I was fortunate enough to meet this couple, now residents of Fort Collins, in the course of doing a story for North Forty News. Every year about this time, I have a moment when the holiday spirit hits. The Raisis did it for me this year. 

Zimboarts Coop is thriving and all profits from the sale of their beautiful beadwork go to supporting their training/work center in Zimbabwe. The women they serve receive free day care, two meals, and $10 a day while they learn beadwork, traditionally done only by men in Zimbabwe. There’s an after school sports program for kids as well.

In Fort Collins, Waddie owns and operates Hollywood Lawn Service and Elly concentrates on marketing and selling beadwork made by the women at local craft fairs.

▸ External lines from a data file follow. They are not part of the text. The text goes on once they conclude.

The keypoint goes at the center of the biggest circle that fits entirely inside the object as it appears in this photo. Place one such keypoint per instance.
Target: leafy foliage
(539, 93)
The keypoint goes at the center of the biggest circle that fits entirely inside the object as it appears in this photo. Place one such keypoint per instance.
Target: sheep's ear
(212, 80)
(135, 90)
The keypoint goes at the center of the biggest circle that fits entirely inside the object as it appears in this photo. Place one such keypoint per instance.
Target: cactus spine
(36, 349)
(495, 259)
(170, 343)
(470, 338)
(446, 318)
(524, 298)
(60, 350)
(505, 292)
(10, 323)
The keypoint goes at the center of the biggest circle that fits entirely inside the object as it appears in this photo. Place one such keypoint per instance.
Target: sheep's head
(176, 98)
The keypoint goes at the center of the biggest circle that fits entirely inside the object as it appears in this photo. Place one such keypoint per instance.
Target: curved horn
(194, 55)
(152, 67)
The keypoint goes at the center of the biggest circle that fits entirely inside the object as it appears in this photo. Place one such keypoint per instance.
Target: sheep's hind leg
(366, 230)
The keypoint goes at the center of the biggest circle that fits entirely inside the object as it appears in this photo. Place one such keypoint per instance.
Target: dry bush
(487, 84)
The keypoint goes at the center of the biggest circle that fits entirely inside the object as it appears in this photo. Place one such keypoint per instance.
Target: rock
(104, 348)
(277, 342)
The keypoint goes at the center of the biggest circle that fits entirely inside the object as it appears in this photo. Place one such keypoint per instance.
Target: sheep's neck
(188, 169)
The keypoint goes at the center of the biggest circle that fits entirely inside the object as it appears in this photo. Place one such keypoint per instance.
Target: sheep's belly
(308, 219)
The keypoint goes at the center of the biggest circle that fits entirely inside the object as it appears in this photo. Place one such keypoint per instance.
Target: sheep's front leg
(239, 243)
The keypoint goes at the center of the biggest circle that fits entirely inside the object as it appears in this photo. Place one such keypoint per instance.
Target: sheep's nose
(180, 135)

Elly is a Fort Collins native who traveled the world seeking adventure until she met Waddie in Victoria Falls, Zimbabwe. He grew up poor and learned the art of beadworking so well that he was able to support himself well. He helped Elly out when she experienced a currency crisis while on her travels and that small interaction changed both of their lives. Their common commitment to make the world a better place in whatever small way they can binds this couple together. They function as if it were Christmas all year long. 

Photos: Waddie and Elly pose in their showroom. Waddie showing the parrot he created. In the background, a poster shows the women at work in Zimbabwe.

Monday, November 13, 2017

Moving day--or days

People relocate all the time. Sometimes across the street, other times across a state, a country, or anywhere in the world. When these people move, they take with them their worldly belongings.

Thus the need for “relocation services” that come into your home and go through it room by room with boxes, paper and tape, dismantling, wrapping and packing up every item in sight. The “relocators” are fast, efficient and perform a service much in demand.

During the last few days, as I help a family member with the “other end” of all that wrapping and packing, I’ve had plenty of time to think. I’ve been blown away by the mounds of cardboard and paper that remain when the objects it cared for during transport have been released back into the world. How many trees did it take to produce all this packaging? And what to do with it now? The wrappings get stuffed back into the boxes it came from, in hopes that there’s someone close by who is about to move and will be able to make use of them.

Let me tell you, it is taking a village, or at least a conglomeration of shirt-tail relatives, to get this particular outfit settled into a new house. By the end of day two in the unpacking process, the garage is full of wrapping paper, strips of cardboard, and boxes piled nearly to the ceiling. The debris, stacked up on the front porch as well, in a pile so high that should a wind come by (almost a given in Wyoming) the neighbors would not be happy. So more paper and boxes got stuffed into the garage.

At first, the idea of unpacking is exciting. It’s kind of like Christmas, opening box and after box, and tightly wrapped little package after package. But then, the thrill wears thin.

It’s a relief it is to learn that it’s possible to go to Facebook Marketplace and offer all those papers and boxes to some poor soul that is gearing up to “relocate.”

In a few days or maybe weeks, the unpacking will be finished. No one will be anxious to repeat the process any time soon.

Monday, November 6, 2017

Abby's first marathon

More than 50,000 people are nursing sore muscles this morning. They’re the ones who ran 26.2 miles through New York’s five boroughs during the 47th running of the New York Marathon yesterday, November 5, 2017.

The event began in 1970 when, of 127 entrants on a course entirely in Central Park, 55 men finished and the sole woman dropped out. Entry fee was $1 and the entire budget for the race was $1,000. 

The now iconic race has blossomed into a mammoth exercise in community spirit and a symbol of hope and renewal. It was held less than two months after the 9/11 attacks and this year following another tragic event that caused an increased police presence throughout the race. The only time the race was cancelled was in 2012 because of Hurricane Sandy. That year runners showed their support by running together in Central Park.

Among those resting up today after their “long run” is my 24-year-old granddaughter, Abby, who finished her first marathon with a smile on her face and surrounded by a gaggle of her cousins who had come to cheer her on. She had never run more than 17 miles at a time before, but yesterday she chalked up more than 26 miles, no problem.

I was there when she was born, when a goofed-up ultra sound had predicted a boy. She and I did one of her very first runs—all of 20 minutes—around a nearby lake. She has come a long way, baby, and who knows where all she may go!